China after the pandemic: Insecurity spills over to contradictory foreign policy actions

FIIA Comment
2020
Jyrki Kallio
Vanhempi tutkija

China has garnered international goodwill by aiding countries hardest hit by the Covid-19 pandemic. China is in a position to show that it takes its ideal of creating a global community with a shared future seriously. However, the country’s other actions undermine its soft-power dissemination efforts.

When news of the outbreak of a viral epidemic in the Chinese province of Hubei reached the world in January, the disease was called “Wuhan pneumonia” at first, and China was blamed for creating a pandemic. As the situation worsened in Europe and the US while China gradually began returning to normal, Chinese actions to curb the pandemic – closing entire cities and forcing people into quarantine, initially criticized as excessively harsh – began to win international praise. While President Donald Trump has continued to talk of a “Chinese virus”, China has garnered goodwill by providing Italy and Spain with medical equipment that was unavailable from their fellow European states. In a message of sympathy sent to the Italians, President Xi Jinping said, according to Xinhua news agency, that mankind is a community of shared future.

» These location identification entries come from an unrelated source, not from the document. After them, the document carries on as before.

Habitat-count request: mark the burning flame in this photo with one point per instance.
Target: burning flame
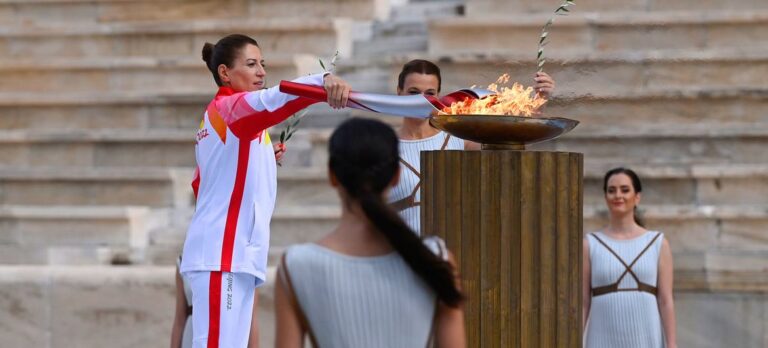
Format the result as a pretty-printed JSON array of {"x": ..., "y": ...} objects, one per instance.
[{"x": 515, "y": 101}]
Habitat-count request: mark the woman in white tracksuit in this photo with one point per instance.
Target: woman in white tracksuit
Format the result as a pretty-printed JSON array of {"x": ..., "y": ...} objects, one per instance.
[{"x": 225, "y": 252}]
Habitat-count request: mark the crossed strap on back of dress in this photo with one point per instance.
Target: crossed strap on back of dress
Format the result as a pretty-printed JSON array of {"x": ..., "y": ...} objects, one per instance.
[
  {"x": 410, "y": 200},
  {"x": 607, "y": 289}
]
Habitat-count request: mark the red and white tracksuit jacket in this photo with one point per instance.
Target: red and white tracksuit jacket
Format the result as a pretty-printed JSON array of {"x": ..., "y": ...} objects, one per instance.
[{"x": 236, "y": 180}]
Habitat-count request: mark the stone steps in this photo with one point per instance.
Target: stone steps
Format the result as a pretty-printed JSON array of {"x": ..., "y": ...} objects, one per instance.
[
  {"x": 31, "y": 12},
  {"x": 67, "y": 235},
  {"x": 99, "y": 235},
  {"x": 40, "y": 311},
  {"x": 697, "y": 105},
  {"x": 615, "y": 73},
  {"x": 120, "y": 74},
  {"x": 696, "y": 184},
  {"x": 175, "y": 147},
  {"x": 664, "y": 143},
  {"x": 102, "y": 148},
  {"x": 600, "y": 32},
  {"x": 480, "y": 8},
  {"x": 648, "y": 144},
  {"x": 596, "y": 74},
  {"x": 99, "y": 187},
  {"x": 169, "y": 38}
]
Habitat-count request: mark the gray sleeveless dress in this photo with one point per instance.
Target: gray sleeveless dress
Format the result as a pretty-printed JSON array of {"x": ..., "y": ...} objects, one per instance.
[
  {"x": 410, "y": 174},
  {"x": 356, "y": 302},
  {"x": 624, "y": 311}
]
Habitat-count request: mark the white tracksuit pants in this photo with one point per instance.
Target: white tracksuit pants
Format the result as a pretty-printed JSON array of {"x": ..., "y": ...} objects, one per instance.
[{"x": 222, "y": 308}]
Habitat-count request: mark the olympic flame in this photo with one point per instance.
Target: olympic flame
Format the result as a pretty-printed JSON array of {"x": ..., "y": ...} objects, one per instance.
[{"x": 516, "y": 100}]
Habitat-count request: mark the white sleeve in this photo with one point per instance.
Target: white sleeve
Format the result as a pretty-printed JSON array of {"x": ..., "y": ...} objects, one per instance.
[{"x": 271, "y": 99}]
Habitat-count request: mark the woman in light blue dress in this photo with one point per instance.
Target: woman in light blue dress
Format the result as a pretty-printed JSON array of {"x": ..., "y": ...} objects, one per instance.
[{"x": 627, "y": 289}]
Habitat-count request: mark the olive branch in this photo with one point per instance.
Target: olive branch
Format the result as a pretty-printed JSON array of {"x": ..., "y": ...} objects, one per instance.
[
  {"x": 560, "y": 11},
  {"x": 294, "y": 120}
]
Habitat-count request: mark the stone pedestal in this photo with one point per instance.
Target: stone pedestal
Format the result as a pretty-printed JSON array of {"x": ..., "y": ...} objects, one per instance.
[{"x": 513, "y": 220}]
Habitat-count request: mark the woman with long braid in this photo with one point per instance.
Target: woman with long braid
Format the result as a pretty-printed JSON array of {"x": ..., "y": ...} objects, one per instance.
[{"x": 372, "y": 282}]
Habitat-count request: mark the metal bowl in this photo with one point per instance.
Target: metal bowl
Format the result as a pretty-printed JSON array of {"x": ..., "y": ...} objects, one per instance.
[{"x": 503, "y": 132}]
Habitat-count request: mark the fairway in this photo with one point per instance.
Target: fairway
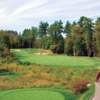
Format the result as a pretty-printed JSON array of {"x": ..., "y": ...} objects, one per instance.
[
  {"x": 34, "y": 94},
  {"x": 57, "y": 60}
]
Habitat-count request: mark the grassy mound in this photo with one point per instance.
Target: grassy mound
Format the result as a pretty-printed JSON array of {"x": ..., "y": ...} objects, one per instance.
[{"x": 36, "y": 94}]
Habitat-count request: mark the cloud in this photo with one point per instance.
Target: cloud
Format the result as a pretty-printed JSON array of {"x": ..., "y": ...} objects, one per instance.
[{"x": 28, "y": 6}]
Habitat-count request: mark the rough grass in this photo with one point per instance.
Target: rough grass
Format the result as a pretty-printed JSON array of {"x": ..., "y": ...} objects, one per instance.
[
  {"x": 27, "y": 55},
  {"x": 43, "y": 94}
]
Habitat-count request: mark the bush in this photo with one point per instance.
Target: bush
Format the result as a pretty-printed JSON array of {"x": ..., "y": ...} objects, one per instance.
[{"x": 79, "y": 86}]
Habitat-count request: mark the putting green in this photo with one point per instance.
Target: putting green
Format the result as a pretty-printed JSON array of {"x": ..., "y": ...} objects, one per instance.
[{"x": 32, "y": 94}]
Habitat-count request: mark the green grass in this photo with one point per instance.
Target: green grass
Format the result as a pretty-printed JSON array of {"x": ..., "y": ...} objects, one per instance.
[
  {"x": 27, "y": 55},
  {"x": 36, "y": 94},
  {"x": 43, "y": 94}
]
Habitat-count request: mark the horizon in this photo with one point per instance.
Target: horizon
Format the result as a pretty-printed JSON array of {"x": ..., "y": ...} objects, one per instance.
[{"x": 18, "y": 14}]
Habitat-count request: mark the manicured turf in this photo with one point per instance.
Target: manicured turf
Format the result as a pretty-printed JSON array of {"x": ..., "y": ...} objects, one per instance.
[
  {"x": 36, "y": 94},
  {"x": 26, "y": 55}
]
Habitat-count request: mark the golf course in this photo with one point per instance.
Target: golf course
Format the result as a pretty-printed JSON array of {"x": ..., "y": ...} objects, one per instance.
[
  {"x": 41, "y": 75},
  {"x": 29, "y": 55}
]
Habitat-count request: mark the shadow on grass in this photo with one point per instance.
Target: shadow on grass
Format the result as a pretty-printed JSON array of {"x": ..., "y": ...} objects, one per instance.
[{"x": 4, "y": 72}]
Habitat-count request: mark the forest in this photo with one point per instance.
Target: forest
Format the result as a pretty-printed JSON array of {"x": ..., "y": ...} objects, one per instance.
[{"x": 81, "y": 38}]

“Community of shared future”, more literally translated as “community of common destiny”, is China’s new foreign policy slogan, which has even found its way into some United Nations resolutions. Thus far, it has been void of concrete content. The ongoing pandemic has presented China with an invaluable opportunity to show the world what the community means and how China is taking responsibility for its creation. Regrettably, the Chinese Foreign Ministry has recently started spreading fake news about the origin of the virus, putting the blame for the pandemic on the US. The Chinese edition of Global Times, a nationalist tabloid-form offshoot of the People’s Daily, ran an editorial chastising Sweden for its “irresponsible” decisions regarding the fight against the pandemic. Since several other European countries have been following more or less similar policies, it is clear that the attack was purely political in nature, and related to the icy relations between China and Sweden.

From the point of view of China’s soft-power dissemination efforts, it seems that the left hand does not know what the right hand is doing. The Communist Party of China (CPC) appears to have ordered all relevant organs to act in accordance with China’s perceived status as a leading great power. This is also in line with the expectations of the Chinese public, fed by an expansive patriotic education. The relevant organs, however, seem to have different ideas of how this should be accomplished. Such confusion is often a sign of internal insecurity and conflict.

It is easy to understand why there might be anxiety within the Party. Mismanagement during the early stages of the viral outbreak in Hubei Province inspired many Chinese netizens to demand freedom of speech, which was seen as the only way to secure the transparency and efficiency of the administration. There was widespread speculation in the foreign media as to whether this was a “Chernobyl moment” in China. The nervousness has been reflected in the expulsion of several US journalists from China, although the move ostensibly appears to be in response to the new restrictions on Chinese media based in the US.

In order to maintain its unchallenged authority, the Party needs to turn the fight against the epidemic in China into a victory for the Party and its leadership. This will be no mean feat with the economy taking bad hits and given the uncertain future trajectory of the epidemic, including the possibility of a new wave of infections. Next year is the centennial of the establishment of the CPC, and festivities should have got underway this year with the completion of “moderate prosperity”, meaning the doubling of GDP per capita from the 2010 figure. Even in the case of the trade war, it was clear that the goal could not be reached in time, and now the epidemic has pushed it even further off course. The Party is duly confronted with an imminent loss of face.

The Party has delegated all power to Xi Jinping, and hence he has all the responsibility. Over the past couple of years, the criticism against Xi has intensified. He is accused of dispersing China’s resources too widely outside of the country, and many critics advocate a return to the foreign policy principle of his predecessors since Deng Xiaoping, namely “keeping a low profile and biding one’s time”. Xi has been calling for proactive diplomacy instead and, accordingly, China has intensified all efforts to step into the role of a superpower.

While it would not be unprecedented for the CPC to sacrifice its top leader and make him a scapegoat, in reality Xi is almost irreplaceable. His personality cult makes him a larger-than-life leader, and he has no designated successor candidates. It is also likely that Xi has successfully eliminated a great number of his opponents within the Party. As a consequence, the Party has no alternative other than to tighten its grip both internally within the Party and externally in society. Resorting to a hard line in every respect has usually been the Party’s response to challenges. Many Party members seem to count on this and act accordingly in order to secure their own positions. This may explain, for instance, the behaviour of the Chinese Ambassador to Sweden, who has been inflicting untold damage on China’s image.

Consequently, the internal insecurity of the CPC is spilling over to domestic as well as foreign politics. Toughened rhetoric and unpredictable reactions can be expected to mark China’s external policies and actions in the near future even more than usually. This side effect of the current pandemic is arguably an unavoidable result of the one-party rule. In any case, it does not help China in framing “the community of common destiny” in the intended, positive manner.